The complementary nature of the various herbs and spices to different food, and their contribution in the overall end product is a subject of study, but it is a fact that some herbs and spices really complement or pair with specific food items owing to their flavour profiles, and hence are used more frequently than others.

The familiarity of flavours and continued usage has also inculcated traditions where certain herbs are used with a certain kind of food only. However, as a culinary student and chef, I have always been inclined to useing various herbs and spices with non traditional pairing and while many of those haven't worked at all, many others have been spectacular.

Some interesting facts

There is a list of facts which are as fascinating as this whole world of herbs and spices. I will enumerate a few – I was aware about a couple of them, while others I got to know while researching for this story.

Did you know that India alone is responsible for 44% of the global spice production?

To get one lb of Saffron, more than 75,000 flowers have to be carefully processed; the process can last 20 hours.

Nutmeg and Mace are actually produced by the same tree.

The demand of spices was one of the main reasons that the East India and the Dutch India companies were established which eventually led to the colonisation of India and many other countries of the world – something that completely changed modern world history.

Chillies have four times more vitamin C than Oranges.

The world's hottest Chilly– Trinidad Moruga Scorpion Chilly is so hot that it can burn through a latex glove.

Significance of herbs and spices in Indian food

It won't be an overstatement to say that spices are the soul of Indian food and almost all Indian dishes are defined by the liberal use of spices in many forms.

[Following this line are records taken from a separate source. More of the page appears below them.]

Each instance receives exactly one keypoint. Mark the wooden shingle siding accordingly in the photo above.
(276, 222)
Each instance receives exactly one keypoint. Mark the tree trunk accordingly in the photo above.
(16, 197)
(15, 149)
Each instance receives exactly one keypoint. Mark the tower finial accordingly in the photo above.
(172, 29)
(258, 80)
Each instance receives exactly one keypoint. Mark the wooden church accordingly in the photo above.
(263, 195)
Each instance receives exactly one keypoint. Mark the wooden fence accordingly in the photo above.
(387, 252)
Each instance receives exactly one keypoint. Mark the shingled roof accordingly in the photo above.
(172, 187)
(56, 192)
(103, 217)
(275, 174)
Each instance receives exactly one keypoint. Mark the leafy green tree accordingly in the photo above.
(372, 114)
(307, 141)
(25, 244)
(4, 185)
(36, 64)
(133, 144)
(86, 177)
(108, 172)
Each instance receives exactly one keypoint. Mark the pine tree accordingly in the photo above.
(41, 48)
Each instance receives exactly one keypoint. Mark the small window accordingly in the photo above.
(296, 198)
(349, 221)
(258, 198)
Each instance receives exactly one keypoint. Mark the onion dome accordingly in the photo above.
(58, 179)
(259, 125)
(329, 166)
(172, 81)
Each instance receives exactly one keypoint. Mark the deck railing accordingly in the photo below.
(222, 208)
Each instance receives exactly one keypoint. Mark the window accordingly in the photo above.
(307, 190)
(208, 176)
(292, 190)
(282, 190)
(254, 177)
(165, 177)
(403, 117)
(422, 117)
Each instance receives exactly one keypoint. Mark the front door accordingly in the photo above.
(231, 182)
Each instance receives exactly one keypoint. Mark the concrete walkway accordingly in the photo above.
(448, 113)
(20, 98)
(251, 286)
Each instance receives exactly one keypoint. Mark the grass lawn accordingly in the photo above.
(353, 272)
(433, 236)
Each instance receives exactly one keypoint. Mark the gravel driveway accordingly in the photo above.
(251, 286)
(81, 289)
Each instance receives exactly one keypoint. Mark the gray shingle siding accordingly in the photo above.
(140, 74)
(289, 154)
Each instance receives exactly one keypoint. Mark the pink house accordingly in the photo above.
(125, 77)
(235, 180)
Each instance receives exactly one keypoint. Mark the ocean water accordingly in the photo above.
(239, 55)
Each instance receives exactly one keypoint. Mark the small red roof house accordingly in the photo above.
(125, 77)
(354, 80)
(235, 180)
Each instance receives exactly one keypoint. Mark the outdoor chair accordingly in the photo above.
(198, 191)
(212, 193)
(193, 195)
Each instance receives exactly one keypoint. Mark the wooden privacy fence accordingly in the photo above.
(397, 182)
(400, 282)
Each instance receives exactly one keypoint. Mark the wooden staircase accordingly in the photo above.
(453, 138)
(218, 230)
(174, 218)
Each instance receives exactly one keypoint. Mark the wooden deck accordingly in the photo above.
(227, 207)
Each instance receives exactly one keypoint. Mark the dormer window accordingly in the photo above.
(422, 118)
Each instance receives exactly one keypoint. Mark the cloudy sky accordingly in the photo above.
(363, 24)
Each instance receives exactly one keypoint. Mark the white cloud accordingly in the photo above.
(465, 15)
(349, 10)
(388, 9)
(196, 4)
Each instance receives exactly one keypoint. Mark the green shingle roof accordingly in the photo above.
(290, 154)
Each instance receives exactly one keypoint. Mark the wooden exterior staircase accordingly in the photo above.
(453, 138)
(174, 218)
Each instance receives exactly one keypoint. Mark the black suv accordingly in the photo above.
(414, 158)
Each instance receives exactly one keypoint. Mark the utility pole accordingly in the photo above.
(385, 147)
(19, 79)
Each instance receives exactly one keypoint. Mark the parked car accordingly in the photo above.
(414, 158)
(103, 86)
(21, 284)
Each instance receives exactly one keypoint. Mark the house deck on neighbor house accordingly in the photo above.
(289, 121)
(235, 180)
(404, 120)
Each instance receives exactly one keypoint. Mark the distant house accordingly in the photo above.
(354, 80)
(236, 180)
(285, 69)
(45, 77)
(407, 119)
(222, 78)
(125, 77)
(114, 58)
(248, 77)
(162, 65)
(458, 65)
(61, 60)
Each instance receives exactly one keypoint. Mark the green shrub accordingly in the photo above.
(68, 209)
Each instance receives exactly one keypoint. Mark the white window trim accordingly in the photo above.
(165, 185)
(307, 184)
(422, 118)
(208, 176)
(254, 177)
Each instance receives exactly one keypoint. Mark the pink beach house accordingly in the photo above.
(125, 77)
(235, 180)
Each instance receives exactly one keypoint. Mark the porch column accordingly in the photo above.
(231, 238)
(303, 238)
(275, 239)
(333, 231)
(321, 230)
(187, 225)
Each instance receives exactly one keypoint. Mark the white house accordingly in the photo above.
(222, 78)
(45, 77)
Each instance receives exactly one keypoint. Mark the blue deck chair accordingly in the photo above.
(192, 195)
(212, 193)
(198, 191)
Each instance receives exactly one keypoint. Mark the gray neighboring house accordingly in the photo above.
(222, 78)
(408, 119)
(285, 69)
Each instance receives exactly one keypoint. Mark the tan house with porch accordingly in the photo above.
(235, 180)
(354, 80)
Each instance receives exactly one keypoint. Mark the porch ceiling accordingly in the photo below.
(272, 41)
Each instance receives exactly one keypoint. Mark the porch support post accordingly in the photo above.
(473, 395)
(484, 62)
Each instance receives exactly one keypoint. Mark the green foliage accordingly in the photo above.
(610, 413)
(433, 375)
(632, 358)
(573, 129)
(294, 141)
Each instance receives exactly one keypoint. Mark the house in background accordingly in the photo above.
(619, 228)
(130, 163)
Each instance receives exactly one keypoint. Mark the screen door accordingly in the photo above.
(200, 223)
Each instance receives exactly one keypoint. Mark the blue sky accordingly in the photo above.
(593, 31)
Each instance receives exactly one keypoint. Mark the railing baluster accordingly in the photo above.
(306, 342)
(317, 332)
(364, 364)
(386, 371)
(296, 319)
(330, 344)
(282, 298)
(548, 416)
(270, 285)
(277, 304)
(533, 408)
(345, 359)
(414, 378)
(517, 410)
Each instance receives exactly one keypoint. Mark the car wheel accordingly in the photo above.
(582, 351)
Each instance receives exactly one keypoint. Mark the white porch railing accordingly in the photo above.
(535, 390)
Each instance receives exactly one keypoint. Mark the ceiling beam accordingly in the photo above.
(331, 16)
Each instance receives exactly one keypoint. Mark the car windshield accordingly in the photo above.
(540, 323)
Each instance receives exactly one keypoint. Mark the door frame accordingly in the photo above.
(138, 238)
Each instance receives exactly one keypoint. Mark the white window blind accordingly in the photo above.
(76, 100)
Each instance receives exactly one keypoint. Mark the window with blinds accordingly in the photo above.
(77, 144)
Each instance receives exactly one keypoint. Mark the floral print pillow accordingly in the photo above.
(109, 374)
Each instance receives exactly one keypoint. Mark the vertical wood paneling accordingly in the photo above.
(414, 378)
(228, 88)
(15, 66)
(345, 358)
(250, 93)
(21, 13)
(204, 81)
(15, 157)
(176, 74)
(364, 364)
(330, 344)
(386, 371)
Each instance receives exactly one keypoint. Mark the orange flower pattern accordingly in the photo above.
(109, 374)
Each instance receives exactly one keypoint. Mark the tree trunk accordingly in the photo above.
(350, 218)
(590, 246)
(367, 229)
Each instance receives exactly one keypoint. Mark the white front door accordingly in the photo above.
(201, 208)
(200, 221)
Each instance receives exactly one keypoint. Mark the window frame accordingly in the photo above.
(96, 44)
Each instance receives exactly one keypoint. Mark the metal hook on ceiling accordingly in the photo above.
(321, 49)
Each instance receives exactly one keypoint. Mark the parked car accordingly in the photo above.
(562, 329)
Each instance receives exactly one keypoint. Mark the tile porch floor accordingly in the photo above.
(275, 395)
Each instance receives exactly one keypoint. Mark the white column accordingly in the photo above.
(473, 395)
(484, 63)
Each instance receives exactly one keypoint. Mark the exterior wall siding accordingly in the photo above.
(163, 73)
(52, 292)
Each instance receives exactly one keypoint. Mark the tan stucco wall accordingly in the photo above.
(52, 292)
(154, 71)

At the beginning of cooking, whole spices are used in hot oil to infuse flavours into the food, powdered spices are used to give body and character to the dish, and in many dishes a spice blend is also used to finish or garnish the food. Irrespective of the culinary region, spices and herbs are the mainstays of Indian cuisine.

Some spices such as turmeric, red chillies and saffron are also used for imparting colour to the dishes. Such is the Indian food's dependence on spices that some dishes such as the ubiquitous Biryani uses more than 20 herbs and spices in a single dish.


Here is a recipe of classic Italian dessert that incorporates a generous use of spices - giving this dessert a unique twist, making, while at the same time providing a savoury and tart dimension that balances the overall character of the dessert.



For the Pannacotta

Milk: 200 ml

Cream: 200 ml

Sugar: 20 g

Gelatine: 5 g

Freshly roasted and

crushed black pepper: 2 g

Fresh thyme: 2 g

Fresh rosemary: 2 g

Fresh Red chilly: 2 g

Frozen Raspberry: 100 g

Fresh Mint: To garnish


Boil the milk and the cream together. Add sugar, the bloomed gelatine and crushed pepper and thyme.

Put the mixture in chilled moulds and allow to set for at least six hours. For the compote, cook the raspberries with the fresh rosemary, chopped red chillies, some sugar and a little orange juice. Cool and reserve till use.

To assemble the dessert, unmould the pannacotta and plate it on a bed of the spicy raspberry compote.